Salesforce propose to leverage the task of summarisation as a testbed for evaluating long-context models and RAG systems.
Summarisation requires reasoning over a long context and a careful understanding of the relative importance of content.
The Problem Identified:
Prior work on summarisation evaluation, particularly in evaluating the relevance of summaries, has focused on single-document summarisation or tasks in which the input content is on the order of 1,000–2,000 tokens.
Longer conversational and multi-document news summarisation is still often limited to around 10k tokens.
A major problem in summarisation evaluation is the reliance on low-quality reference summaries and automatic metrics that poorly correlate with human judgments.
Traditional evaluations compare candidate summaries to gold-standard references, assuming higher overlap indicates better quality. This approach is unreliable, especially for long-context settings where high-quality references are expensive to obtain. Even the best automatic metrics for content coverage often fail to correlate well with human judgments.

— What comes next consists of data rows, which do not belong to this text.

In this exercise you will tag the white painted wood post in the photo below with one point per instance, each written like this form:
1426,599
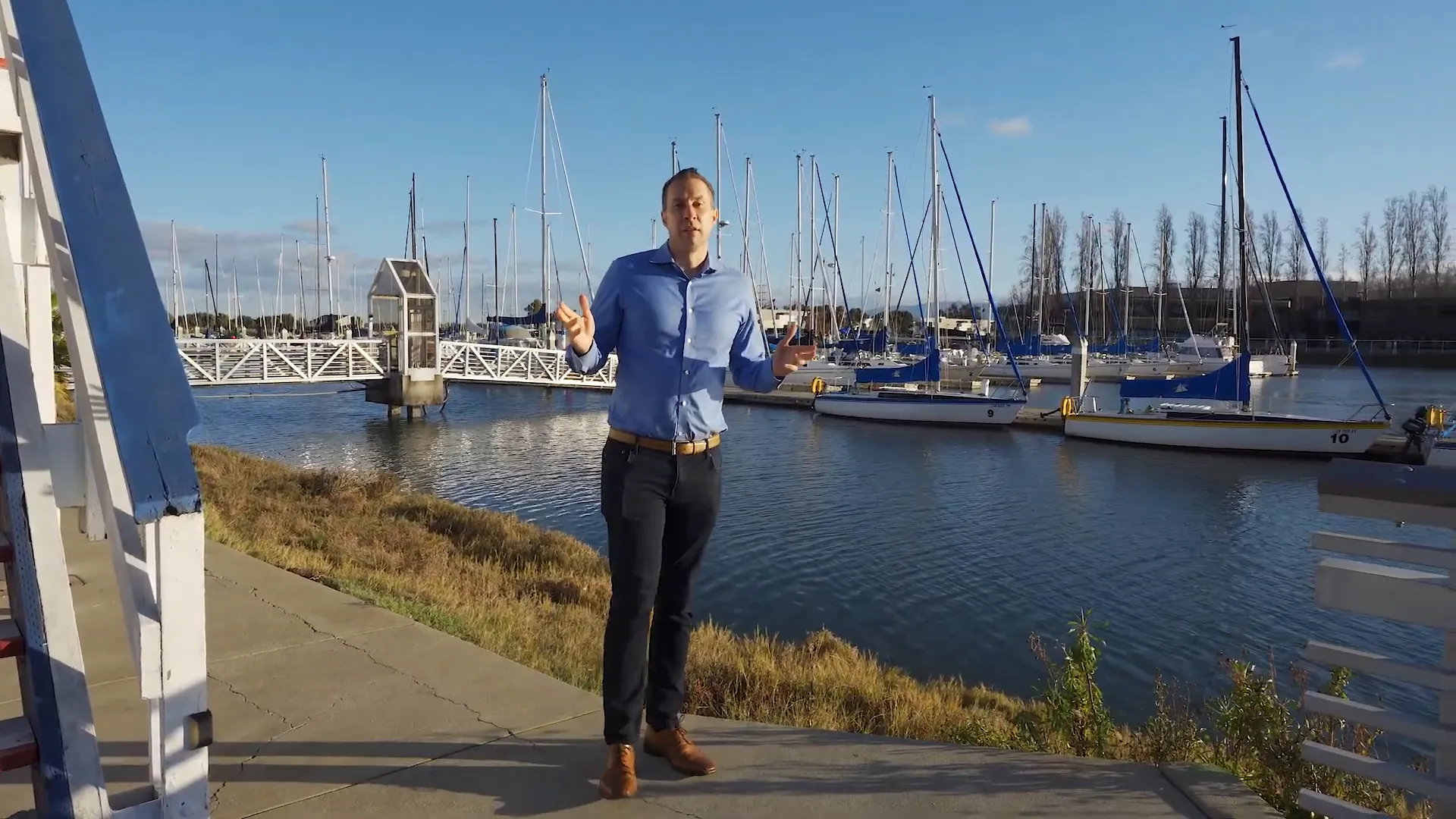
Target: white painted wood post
1402,494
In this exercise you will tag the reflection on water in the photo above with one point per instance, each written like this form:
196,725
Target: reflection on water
938,550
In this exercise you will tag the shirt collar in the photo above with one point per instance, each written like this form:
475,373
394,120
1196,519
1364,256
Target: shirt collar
664,257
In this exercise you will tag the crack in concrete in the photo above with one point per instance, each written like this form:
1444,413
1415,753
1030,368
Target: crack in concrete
273,605
215,799
428,689
248,700
655,803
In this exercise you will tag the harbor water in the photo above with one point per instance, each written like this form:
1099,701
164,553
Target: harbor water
938,550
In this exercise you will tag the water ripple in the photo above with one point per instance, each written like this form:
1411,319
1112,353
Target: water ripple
938,550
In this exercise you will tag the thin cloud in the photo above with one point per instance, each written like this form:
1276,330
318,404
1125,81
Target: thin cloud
1012,127
267,290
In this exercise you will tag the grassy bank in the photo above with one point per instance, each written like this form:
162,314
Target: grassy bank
541,596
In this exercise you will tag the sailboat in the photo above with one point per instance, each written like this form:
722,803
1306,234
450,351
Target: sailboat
906,401
1228,423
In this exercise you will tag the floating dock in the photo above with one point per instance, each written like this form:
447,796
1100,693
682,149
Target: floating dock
1391,447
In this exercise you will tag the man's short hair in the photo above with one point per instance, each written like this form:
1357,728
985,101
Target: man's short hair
685,175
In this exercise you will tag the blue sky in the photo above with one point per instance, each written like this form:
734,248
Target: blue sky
218,112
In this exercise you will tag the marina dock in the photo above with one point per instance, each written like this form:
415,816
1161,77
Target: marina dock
327,706
1391,447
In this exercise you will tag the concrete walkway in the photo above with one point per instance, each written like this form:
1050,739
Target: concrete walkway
327,706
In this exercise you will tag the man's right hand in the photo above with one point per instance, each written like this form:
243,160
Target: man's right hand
582,328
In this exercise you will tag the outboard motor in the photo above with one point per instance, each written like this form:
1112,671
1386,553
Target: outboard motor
1427,422
1416,426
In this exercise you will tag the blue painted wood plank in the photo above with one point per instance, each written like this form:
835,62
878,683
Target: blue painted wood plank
147,394
46,708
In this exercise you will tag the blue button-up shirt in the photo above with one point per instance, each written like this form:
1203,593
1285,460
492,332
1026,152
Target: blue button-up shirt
674,337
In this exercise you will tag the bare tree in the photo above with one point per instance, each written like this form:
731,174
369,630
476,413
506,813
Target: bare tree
1166,240
1413,240
1197,251
1391,242
1220,273
1296,261
1087,256
1439,212
1119,248
1365,254
1323,243
1272,243
1027,289
1055,253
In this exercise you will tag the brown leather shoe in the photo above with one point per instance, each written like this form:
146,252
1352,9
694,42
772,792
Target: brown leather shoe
679,751
619,780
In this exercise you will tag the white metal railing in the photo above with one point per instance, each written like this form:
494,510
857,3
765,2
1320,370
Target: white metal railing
1402,494
280,360
216,362
460,360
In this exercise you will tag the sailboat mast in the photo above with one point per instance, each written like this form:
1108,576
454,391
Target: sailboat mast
495,264
718,181
177,284
1242,327
1242,318
328,241
813,243
1223,212
318,264
548,331
303,306
747,245
468,249
935,240
839,278
799,237
890,188
990,265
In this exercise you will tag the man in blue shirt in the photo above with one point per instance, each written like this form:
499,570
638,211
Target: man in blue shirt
677,325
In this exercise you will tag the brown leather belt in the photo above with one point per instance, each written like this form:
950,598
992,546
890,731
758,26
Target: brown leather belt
669,447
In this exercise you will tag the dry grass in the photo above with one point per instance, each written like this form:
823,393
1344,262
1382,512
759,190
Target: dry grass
541,598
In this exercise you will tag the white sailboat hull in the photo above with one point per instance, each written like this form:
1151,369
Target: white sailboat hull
1231,431
924,409
832,373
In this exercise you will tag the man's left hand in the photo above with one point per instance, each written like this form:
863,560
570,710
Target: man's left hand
788,357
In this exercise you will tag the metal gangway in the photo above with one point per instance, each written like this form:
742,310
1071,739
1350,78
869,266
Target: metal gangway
121,472
237,362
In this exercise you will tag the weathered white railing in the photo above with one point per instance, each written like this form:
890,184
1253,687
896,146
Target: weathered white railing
462,360
216,362
283,360
1402,494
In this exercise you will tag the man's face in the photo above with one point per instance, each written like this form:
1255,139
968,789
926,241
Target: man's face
689,215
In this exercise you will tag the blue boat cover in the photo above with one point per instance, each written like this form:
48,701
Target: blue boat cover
1229,382
927,369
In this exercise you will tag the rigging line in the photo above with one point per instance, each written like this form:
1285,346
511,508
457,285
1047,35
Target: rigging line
733,180
833,242
912,248
530,155
956,245
990,297
1313,259
1138,253
764,249
571,200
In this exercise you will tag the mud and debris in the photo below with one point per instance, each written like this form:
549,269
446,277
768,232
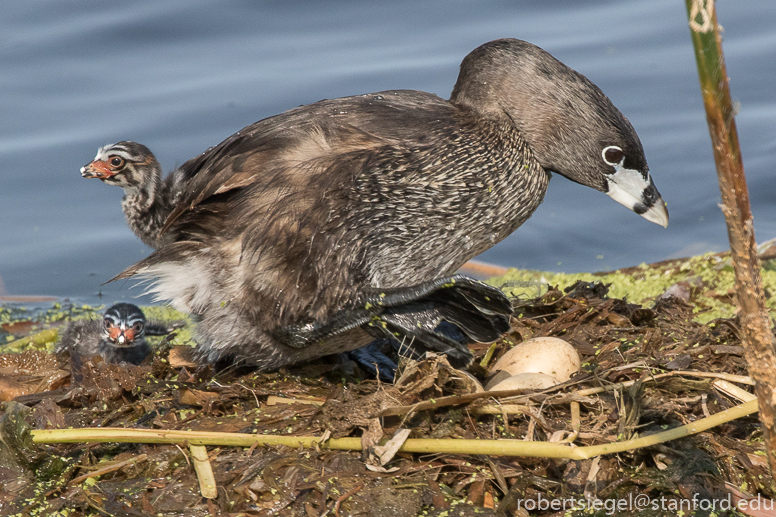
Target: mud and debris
618,338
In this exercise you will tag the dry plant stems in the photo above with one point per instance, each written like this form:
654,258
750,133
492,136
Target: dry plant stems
757,338
438,446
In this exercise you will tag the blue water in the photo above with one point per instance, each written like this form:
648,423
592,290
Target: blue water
179,76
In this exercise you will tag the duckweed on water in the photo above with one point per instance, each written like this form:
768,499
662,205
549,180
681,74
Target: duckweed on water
711,276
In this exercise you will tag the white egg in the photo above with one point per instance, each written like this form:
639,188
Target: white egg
548,355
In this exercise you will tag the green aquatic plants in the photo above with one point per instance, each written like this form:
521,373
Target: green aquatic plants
711,277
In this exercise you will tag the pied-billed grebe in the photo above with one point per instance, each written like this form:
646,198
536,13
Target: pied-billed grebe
119,337
313,231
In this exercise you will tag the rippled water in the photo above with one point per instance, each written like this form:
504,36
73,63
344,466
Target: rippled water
180,76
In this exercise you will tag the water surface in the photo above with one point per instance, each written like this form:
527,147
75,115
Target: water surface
181,76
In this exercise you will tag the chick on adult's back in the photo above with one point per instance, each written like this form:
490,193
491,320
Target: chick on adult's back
313,231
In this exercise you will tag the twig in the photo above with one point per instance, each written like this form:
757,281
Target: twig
38,339
419,445
757,338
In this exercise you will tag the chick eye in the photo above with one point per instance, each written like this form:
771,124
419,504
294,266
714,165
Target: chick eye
613,155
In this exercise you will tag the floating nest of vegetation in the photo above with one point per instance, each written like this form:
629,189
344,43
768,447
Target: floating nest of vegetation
653,360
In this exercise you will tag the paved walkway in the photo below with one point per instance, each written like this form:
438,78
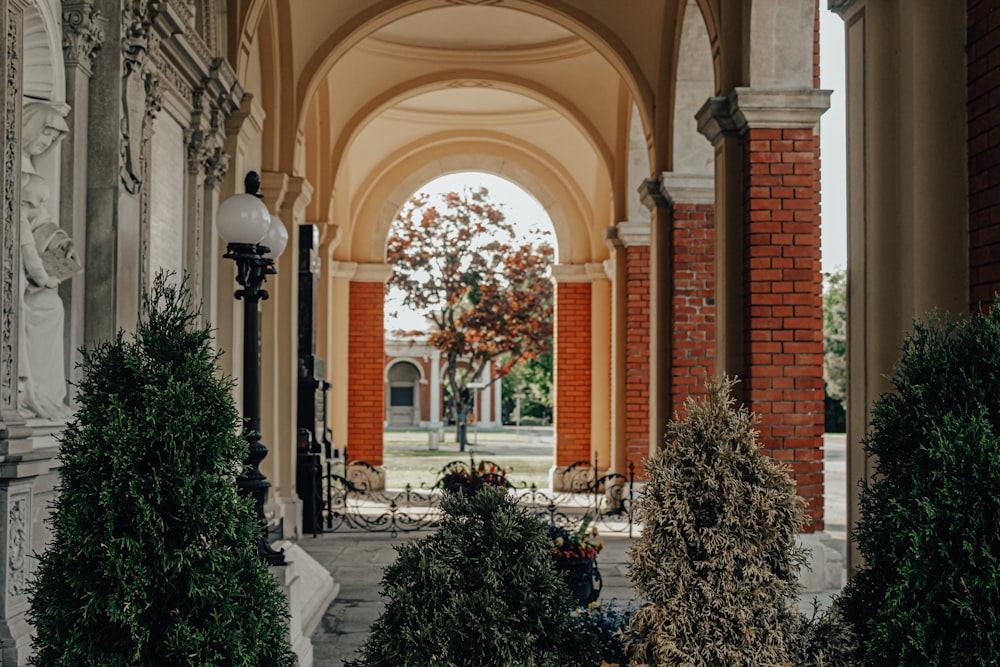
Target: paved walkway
356,561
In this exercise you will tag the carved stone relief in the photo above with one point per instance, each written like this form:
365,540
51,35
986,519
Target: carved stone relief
47,258
135,85
83,32
17,547
8,277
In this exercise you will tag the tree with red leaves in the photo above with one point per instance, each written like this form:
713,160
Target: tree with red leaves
486,294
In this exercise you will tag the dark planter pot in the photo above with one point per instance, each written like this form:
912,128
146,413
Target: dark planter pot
582,577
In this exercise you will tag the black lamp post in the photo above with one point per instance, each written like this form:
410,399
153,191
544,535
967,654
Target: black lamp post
254,239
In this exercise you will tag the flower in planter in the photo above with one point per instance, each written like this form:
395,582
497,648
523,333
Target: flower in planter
580,543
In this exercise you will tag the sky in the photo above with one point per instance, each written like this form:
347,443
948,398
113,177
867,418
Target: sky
524,210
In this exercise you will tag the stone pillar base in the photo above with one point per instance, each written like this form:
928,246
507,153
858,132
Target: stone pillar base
365,476
825,565
310,589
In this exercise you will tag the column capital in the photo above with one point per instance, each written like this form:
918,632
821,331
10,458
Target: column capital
343,270
746,108
630,234
681,188
651,194
578,273
372,273
841,7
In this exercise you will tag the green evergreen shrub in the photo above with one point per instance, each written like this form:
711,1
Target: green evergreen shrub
153,556
929,591
716,567
479,592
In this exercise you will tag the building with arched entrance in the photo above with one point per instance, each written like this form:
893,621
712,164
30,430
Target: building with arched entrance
673,143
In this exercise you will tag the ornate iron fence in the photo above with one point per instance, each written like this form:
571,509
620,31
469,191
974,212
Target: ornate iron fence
352,499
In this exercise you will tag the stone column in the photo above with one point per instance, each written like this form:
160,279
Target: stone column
16,502
771,261
83,36
434,418
287,196
339,275
909,149
124,98
366,387
660,305
630,241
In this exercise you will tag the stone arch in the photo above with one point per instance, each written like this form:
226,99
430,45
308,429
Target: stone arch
500,81
387,11
538,175
44,72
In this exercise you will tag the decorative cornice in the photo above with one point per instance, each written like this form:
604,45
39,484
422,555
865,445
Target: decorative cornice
83,33
342,270
746,108
633,233
372,273
688,188
841,7
578,273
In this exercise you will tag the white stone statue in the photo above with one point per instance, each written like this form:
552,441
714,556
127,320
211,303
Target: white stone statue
41,369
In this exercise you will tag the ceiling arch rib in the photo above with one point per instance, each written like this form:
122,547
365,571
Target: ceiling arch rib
541,176
439,81
382,15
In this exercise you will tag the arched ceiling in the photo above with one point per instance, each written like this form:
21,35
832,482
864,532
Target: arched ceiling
530,84
560,83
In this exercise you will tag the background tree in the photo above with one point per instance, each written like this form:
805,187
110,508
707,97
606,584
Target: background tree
487,295
153,559
531,380
835,348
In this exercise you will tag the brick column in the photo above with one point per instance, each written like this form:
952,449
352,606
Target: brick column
692,200
983,82
365,367
572,359
778,277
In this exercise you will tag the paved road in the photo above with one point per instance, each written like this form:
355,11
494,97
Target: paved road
356,561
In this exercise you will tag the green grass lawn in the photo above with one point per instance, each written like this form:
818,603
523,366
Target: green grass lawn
408,460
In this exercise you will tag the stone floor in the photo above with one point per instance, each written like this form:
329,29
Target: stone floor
356,561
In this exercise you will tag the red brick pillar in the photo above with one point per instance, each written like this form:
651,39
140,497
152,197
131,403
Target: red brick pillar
772,268
637,353
572,361
693,299
366,359
983,82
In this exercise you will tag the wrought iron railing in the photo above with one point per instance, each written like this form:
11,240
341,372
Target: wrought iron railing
353,501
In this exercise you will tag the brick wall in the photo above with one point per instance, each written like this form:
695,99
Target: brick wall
637,356
983,52
572,372
366,355
693,300
783,322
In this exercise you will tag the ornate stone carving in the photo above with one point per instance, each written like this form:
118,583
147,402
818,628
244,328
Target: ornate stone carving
8,277
136,22
17,547
47,257
83,32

To address these issues, Salesforce use synthetic data generation.
Considering the image below, the approach from Salesforce involves creating a large corpus of documents (“Haystack”) on a given topic, ensuring certain signals repeat across documents.
By controlling which insights appear in which documents, Salesforce can automatically determine the relevant insights for a search query. The SummHay task requires systems to summarise these insights and cite their sources. Summaries are evaluated based on coverage of expected insights and accuracy in citing source documents.